Fotoğrafları göstermeyi alışkanlık edindiğim arkadaşlarım ise bayrakların Belediye seçimleri için asıldığını söylüyorlardı. Onları daha çok ilgilendiren Aksaray, Fatih, Çarşamba gibi semtlerde sokaklarda dolaşan takkeli, sarıklı, geleneksel dini kıyafetli insanların çok artmış olmasıydı. Onlara göre çok değil, otuz, hatta yirmi yıl önce İstanbul sokaklarında bu kıyafetlerle dolaşan kişi laik ve Avrupai kılık kıyafet kanununa aykırı davrandığı için polis tarafından durdurulabilirdi. Arkadaşlarım haklı olduklarını bildikleri için de beni içtenlikle uyarıyorlardı: O muhafazakar sokaklara daha çok gidip fotoğraf çekersem, turuncu ışık üzerine hazırlayıp yayımlamak istediğim kitap, İstanbul sokaklarında dini kıyafetlerle gezenlerin ve Suriyeli göçmenlerin ne kadar çoğaldığına ilişkin bir çeşit gazeteci kitabına dönüşebilirdi.

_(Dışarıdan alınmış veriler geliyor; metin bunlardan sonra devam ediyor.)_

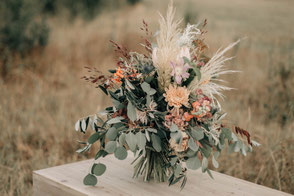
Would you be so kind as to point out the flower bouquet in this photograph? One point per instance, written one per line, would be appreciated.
(165, 107)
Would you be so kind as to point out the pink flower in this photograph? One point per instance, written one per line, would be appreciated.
(180, 71)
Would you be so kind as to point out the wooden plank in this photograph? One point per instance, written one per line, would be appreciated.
(117, 180)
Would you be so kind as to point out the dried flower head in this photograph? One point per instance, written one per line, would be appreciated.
(177, 96)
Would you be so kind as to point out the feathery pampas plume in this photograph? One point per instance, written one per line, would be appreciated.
(167, 46)
(212, 70)
(170, 41)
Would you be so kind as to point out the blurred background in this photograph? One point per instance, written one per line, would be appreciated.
(45, 45)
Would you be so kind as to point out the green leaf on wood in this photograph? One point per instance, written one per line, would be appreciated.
(90, 180)
(192, 145)
(110, 146)
(193, 163)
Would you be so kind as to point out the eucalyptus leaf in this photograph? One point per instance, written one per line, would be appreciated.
(214, 162)
(146, 87)
(100, 153)
(156, 142)
(84, 125)
(130, 85)
(152, 130)
(98, 169)
(115, 120)
(111, 134)
(152, 91)
(90, 180)
(141, 140)
(93, 138)
(197, 133)
(131, 112)
(131, 141)
(110, 146)
(177, 136)
(121, 153)
(193, 163)
(77, 125)
(122, 139)
(174, 128)
(192, 145)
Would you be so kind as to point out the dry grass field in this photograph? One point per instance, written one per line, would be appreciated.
(39, 106)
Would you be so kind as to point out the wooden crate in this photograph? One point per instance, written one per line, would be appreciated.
(117, 180)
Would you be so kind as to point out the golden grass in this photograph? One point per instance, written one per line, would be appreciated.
(40, 106)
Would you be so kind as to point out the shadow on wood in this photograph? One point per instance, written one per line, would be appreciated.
(117, 180)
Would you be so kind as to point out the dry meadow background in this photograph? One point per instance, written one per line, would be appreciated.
(39, 104)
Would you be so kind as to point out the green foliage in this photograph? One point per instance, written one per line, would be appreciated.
(90, 180)
(98, 169)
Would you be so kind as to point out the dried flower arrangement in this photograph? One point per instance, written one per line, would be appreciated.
(165, 108)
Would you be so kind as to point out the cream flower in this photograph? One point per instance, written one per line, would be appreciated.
(184, 144)
(177, 96)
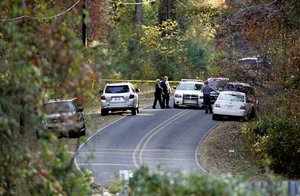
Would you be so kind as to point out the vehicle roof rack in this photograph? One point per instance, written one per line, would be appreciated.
(191, 80)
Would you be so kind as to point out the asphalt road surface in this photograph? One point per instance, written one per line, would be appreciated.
(165, 138)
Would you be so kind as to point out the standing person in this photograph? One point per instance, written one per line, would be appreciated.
(166, 91)
(206, 89)
(157, 95)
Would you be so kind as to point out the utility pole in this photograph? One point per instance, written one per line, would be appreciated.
(84, 26)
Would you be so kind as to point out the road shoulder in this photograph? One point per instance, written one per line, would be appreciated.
(221, 150)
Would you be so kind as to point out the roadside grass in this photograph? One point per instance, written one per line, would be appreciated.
(224, 152)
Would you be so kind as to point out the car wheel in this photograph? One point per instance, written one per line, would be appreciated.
(38, 134)
(104, 112)
(215, 117)
(175, 105)
(253, 113)
(133, 111)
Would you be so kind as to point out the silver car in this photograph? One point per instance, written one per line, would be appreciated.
(119, 97)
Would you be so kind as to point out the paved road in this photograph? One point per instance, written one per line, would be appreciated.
(166, 138)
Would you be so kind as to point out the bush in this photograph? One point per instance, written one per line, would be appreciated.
(146, 182)
(277, 138)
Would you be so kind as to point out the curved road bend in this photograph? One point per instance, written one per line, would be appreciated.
(166, 138)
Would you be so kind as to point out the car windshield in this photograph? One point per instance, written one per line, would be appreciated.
(58, 107)
(231, 97)
(216, 83)
(117, 89)
(189, 86)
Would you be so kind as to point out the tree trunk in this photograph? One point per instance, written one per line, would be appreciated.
(165, 10)
(138, 12)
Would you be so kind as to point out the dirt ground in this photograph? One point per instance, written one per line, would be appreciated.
(221, 152)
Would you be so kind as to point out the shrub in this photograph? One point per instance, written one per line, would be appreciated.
(277, 138)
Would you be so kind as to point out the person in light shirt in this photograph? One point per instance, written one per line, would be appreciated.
(166, 91)
(206, 89)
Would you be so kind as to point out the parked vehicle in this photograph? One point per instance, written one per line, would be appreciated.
(64, 118)
(188, 93)
(233, 104)
(216, 83)
(245, 88)
(119, 97)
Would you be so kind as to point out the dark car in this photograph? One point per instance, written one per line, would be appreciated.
(63, 117)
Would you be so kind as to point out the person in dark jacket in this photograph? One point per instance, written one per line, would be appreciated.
(166, 91)
(206, 89)
(157, 95)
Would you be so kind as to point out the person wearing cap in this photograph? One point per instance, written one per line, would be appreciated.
(166, 92)
(157, 95)
(206, 89)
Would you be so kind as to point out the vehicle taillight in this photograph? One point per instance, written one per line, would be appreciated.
(243, 107)
(102, 97)
(131, 96)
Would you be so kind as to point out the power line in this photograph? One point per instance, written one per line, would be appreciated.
(124, 3)
(41, 18)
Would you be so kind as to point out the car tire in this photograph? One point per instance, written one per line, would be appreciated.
(104, 112)
(38, 134)
(253, 113)
(175, 105)
(83, 132)
(215, 117)
(133, 111)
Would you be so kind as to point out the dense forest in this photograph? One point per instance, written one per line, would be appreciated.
(54, 48)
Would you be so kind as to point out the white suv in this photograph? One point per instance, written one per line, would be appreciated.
(188, 93)
(119, 97)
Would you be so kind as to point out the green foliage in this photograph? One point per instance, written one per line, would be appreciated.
(38, 59)
(277, 138)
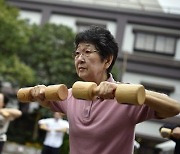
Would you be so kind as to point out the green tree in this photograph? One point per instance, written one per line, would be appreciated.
(14, 37)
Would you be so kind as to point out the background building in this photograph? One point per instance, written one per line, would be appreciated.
(148, 37)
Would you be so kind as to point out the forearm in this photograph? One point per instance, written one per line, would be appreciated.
(162, 104)
(11, 113)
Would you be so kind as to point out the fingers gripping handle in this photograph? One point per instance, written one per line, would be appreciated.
(24, 95)
(130, 93)
(56, 92)
(125, 93)
(51, 93)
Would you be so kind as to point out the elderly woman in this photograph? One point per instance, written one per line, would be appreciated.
(101, 125)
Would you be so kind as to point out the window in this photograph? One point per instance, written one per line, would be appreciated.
(155, 43)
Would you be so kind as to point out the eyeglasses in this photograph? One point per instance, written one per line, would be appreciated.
(86, 53)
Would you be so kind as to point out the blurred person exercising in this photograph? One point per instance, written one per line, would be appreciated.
(6, 115)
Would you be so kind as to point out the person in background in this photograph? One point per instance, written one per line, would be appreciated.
(103, 125)
(172, 132)
(55, 129)
(6, 115)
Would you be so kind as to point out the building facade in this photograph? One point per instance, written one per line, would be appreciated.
(148, 38)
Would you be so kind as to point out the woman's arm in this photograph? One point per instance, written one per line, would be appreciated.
(162, 104)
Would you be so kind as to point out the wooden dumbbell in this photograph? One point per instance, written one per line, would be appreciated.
(51, 93)
(125, 93)
(165, 132)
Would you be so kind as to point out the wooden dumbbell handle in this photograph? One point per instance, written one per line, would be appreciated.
(166, 132)
(51, 93)
(125, 93)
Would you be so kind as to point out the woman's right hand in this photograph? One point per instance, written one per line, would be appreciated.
(38, 94)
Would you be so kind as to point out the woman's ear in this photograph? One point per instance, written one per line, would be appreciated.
(108, 61)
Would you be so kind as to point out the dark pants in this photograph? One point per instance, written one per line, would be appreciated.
(50, 150)
(1, 146)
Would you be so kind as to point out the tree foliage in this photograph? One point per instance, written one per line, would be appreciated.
(14, 37)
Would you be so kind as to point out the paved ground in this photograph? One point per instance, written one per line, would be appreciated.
(13, 148)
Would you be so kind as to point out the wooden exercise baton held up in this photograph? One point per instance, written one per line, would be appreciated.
(24, 95)
(165, 132)
(125, 93)
(51, 93)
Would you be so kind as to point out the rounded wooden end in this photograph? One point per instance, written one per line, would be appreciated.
(56, 92)
(141, 95)
(24, 95)
(165, 132)
(83, 90)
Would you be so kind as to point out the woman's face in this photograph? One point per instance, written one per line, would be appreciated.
(88, 63)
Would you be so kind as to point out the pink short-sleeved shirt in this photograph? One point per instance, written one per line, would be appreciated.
(101, 127)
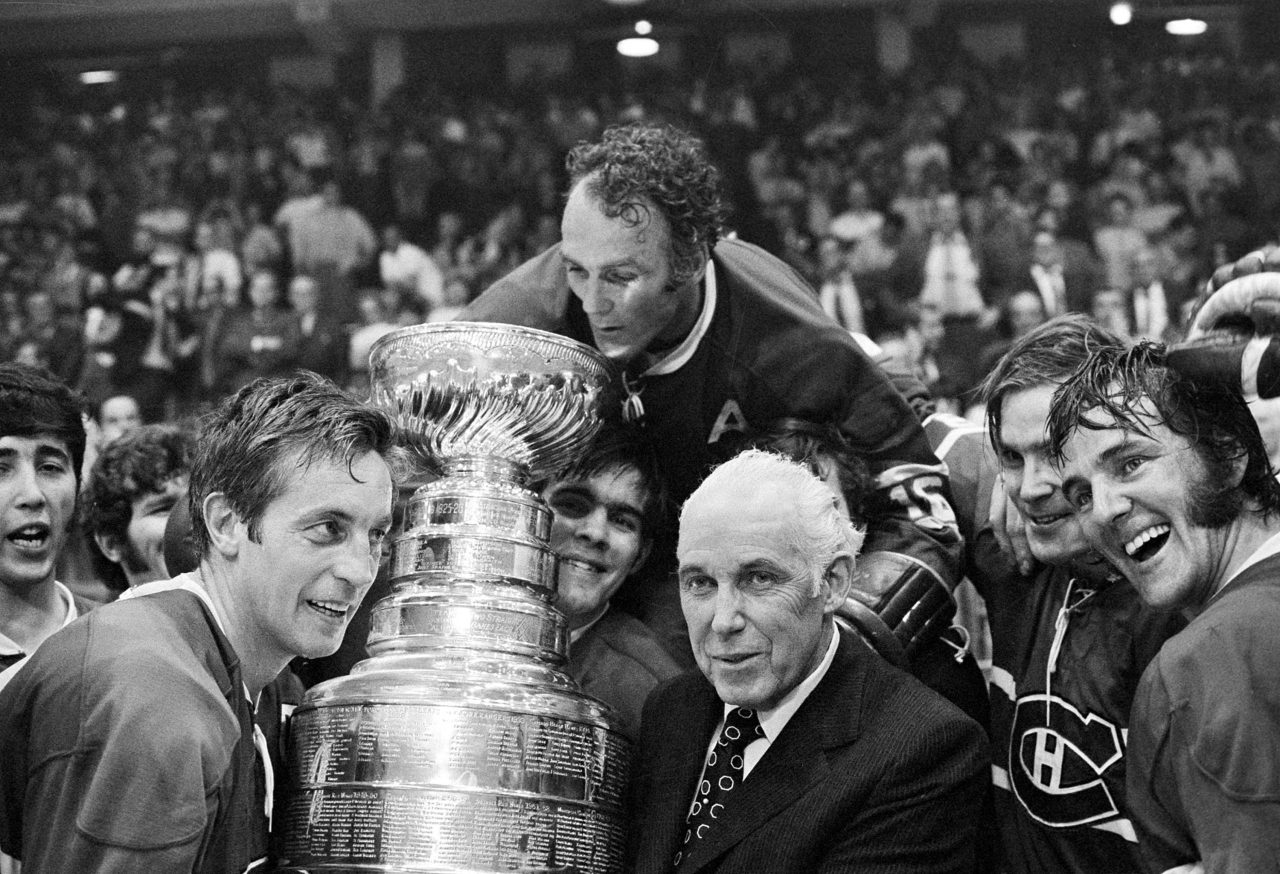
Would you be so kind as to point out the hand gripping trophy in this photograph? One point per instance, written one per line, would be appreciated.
(461, 745)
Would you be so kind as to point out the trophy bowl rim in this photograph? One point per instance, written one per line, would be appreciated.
(489, 328)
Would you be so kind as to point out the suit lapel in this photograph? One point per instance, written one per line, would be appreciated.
(830, 718)
(676, 774)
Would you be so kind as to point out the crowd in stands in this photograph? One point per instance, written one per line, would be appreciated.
(174, 245)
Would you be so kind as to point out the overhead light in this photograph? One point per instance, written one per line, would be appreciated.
(99, 77)
(1185, 26)
(638, 46)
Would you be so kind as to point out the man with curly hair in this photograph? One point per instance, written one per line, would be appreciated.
(714, 339)
(135, 483)
(1170, 477)
(142, 737)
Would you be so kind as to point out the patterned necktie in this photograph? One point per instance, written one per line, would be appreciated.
(723, 773)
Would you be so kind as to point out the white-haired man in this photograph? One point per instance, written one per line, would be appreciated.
(792, 749)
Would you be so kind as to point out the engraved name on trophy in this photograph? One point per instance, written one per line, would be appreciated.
(461, 745)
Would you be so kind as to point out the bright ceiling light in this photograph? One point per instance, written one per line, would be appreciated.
(638, 46)
(1185, 26)
(99, 77)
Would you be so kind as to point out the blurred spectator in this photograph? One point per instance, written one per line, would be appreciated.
(51, 341)
(257, 341)
(1004, 243)
(118, 415)
(1206, 161)
(261, 247)
(837, 292)
(457, 294)
(408, 268)
(374, 324)
(1019, 315)
(858, 222)
(321, 341)
(168, 373)
(214, 269)
(1118, 241)
(330, 236)
(951, 289)
(1152, 305)
(1111, 310)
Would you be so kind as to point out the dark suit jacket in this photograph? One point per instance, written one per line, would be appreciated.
(873, 773)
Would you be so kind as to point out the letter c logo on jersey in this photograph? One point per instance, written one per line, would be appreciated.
(1057, 756)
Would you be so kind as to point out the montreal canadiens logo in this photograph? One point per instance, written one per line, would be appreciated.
(1056, 760)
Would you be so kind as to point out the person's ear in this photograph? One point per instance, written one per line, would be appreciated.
(223, 525)
(110, 547)
(641, 557)
(836, 582)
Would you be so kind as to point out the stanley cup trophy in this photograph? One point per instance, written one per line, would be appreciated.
(461, 745)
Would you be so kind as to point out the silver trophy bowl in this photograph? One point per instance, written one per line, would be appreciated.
(461, 745)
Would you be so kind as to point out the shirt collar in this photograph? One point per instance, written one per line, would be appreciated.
(677, 357)
(1271, 547)
(9, 648)
(775, 719)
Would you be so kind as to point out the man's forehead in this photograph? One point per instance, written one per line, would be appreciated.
(46, 443)
(620, 484)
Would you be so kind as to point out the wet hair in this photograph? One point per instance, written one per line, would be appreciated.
(255, 442)
(638, 165)
(136, 463)
(812, 444)
(1046, 356)
(621, 447)
(33, 403)
(1214, 419)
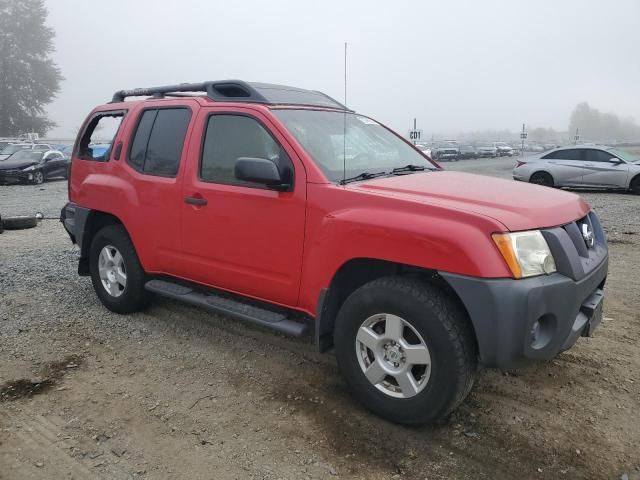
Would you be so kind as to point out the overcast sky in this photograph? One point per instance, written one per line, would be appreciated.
(455, 65)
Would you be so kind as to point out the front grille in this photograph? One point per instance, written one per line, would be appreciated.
(574, 256)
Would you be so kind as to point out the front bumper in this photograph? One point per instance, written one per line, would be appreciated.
(15, 176)
(518, 321)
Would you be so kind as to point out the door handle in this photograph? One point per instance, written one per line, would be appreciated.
(198, 201)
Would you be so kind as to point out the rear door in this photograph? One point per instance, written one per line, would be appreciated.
(241, 236)
(601, 172)
(566, 166)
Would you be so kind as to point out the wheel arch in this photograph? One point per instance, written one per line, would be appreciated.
(358, 271)
(94, 222)
(634, 179)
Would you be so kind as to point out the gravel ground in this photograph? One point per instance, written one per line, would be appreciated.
(176, 392)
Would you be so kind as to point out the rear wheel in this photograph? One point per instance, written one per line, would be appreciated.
(116, 273)
(405, 349)
(542, 178)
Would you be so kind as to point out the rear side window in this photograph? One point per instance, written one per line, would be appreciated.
(97, 137)
(598, 156)
(570, 154)
(158, 141)
(229, 137)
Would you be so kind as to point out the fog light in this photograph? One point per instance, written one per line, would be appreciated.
(542, 331)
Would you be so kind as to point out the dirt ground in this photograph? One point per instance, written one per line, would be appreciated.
(176, 392)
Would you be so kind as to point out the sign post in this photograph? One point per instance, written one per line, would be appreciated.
(415, 135)
(523, 136)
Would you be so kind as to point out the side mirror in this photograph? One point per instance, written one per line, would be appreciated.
(260, 170)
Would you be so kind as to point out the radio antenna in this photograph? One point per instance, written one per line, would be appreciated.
(344, 132)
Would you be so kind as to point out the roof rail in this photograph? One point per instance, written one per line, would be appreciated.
(238, 91)
(218, 90)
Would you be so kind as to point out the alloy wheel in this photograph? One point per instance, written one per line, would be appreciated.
(393, 356)
(112, 271)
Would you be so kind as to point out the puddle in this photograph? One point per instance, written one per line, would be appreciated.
(51, 374)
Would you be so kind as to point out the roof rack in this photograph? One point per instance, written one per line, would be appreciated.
(238, 91)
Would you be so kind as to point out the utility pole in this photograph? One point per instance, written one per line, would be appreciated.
(414, 128)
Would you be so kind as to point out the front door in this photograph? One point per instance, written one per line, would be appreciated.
(240, 236)
(567, 166)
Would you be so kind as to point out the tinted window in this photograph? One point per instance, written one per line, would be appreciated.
(157, 145)
(571, 154)
(598, 156)
(139, 145)
(229, 137)
(102, 128)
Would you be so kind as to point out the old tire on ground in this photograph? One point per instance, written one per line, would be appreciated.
(19, 223)
(116, 273)
(398, 379)
(542, 178)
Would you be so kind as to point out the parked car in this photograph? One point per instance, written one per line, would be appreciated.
(467, 151)
(33, 166)
(445, 152)
(486, 150)
(596, 166)
(12, 148)
(503, 149)
(66, 150)
(238, 200)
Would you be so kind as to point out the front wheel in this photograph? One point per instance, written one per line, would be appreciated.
(405, 349)
(38, 177)
(116, 273)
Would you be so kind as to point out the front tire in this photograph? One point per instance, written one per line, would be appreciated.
(406, 350)
(116, 273)
(38, 177)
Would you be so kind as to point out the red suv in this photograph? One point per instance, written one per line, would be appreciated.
(281, 207)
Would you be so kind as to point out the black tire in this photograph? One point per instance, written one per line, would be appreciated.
(38, 177)
(443, 325)
(542, 178)
(19, 223)
(133, 297)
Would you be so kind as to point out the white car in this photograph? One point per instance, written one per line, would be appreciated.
(596, 166)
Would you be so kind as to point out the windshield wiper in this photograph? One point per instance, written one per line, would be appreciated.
(362, 176)
(409, 168)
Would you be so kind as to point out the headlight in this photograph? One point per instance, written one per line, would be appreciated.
(526, 253)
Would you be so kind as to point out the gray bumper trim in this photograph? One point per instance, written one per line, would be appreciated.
(504, 311)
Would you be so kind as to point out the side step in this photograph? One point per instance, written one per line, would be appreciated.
(227, 306)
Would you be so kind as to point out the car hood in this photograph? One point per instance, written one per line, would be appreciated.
(15, 164)
(518, 206)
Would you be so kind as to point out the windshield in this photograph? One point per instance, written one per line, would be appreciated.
(11, 149)
(368, 146)
(25, 155)
(626, 156)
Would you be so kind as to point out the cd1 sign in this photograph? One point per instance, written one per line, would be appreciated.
(415, 135)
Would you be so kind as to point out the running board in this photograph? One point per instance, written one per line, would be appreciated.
(226, 306)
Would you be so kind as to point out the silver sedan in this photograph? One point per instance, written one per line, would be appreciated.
(596, 166)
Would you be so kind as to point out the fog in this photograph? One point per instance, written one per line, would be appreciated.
(457, 66)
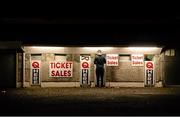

O sokaklara hayatları boyunca hiç gitmeyen, oraları merak etmeyenlerin yukarıdan akıl vermeleri kalbimi kırıyordu. Bir süre çektiğim fotoğrafları kimseye göstermedim. Gece fotoğraf çekmeye daha az çıktım. Bu sırada kafam turuncu sokaklara yeniden gitmek için başka bahaneler icat etmeye başladı. Yalnız turuncu ışığı değil, şehrin gece görünümünü ve hayatını fotoğraflıyordum aslında. Karşılaştığım insanların tek tek yüz ifadelerine bakmayı asıl çok seviyordum! Kucaklarında çocukları hızlı hızlı evlerine dönen aileleri, kolkola girmiş yeni evlileri ve gençleri arkadan sessizce ve tevekkülle takip eden yorgun ihtiyarları yeniden görmek istiyordum. Bomboş bir sokağın sessizliğinde ilerlerken birdenbire kalabalık, cıvıl cıvıl bir meydanda masalara oturup sohbet eden ailelerle şaşkınlıkla karşılaşmayı seviyordum. Ya da tam tersine, futbol oynayan, birbirleriyle dövüşen, anneleriyle şakalaşan çocuklar ve ailelerle dolu çok gürültülü bir sokaktan sağa doğru iki adım uzaklaştıktan sonra, bomboş ve buz gibi beyaz bir sokakta, kendi ayak seslerimi ve arkamdan gelen korumamın ayak seslerini dinleyerek yürümek de tuhaf bir şekilde hoşuma gidiyordu.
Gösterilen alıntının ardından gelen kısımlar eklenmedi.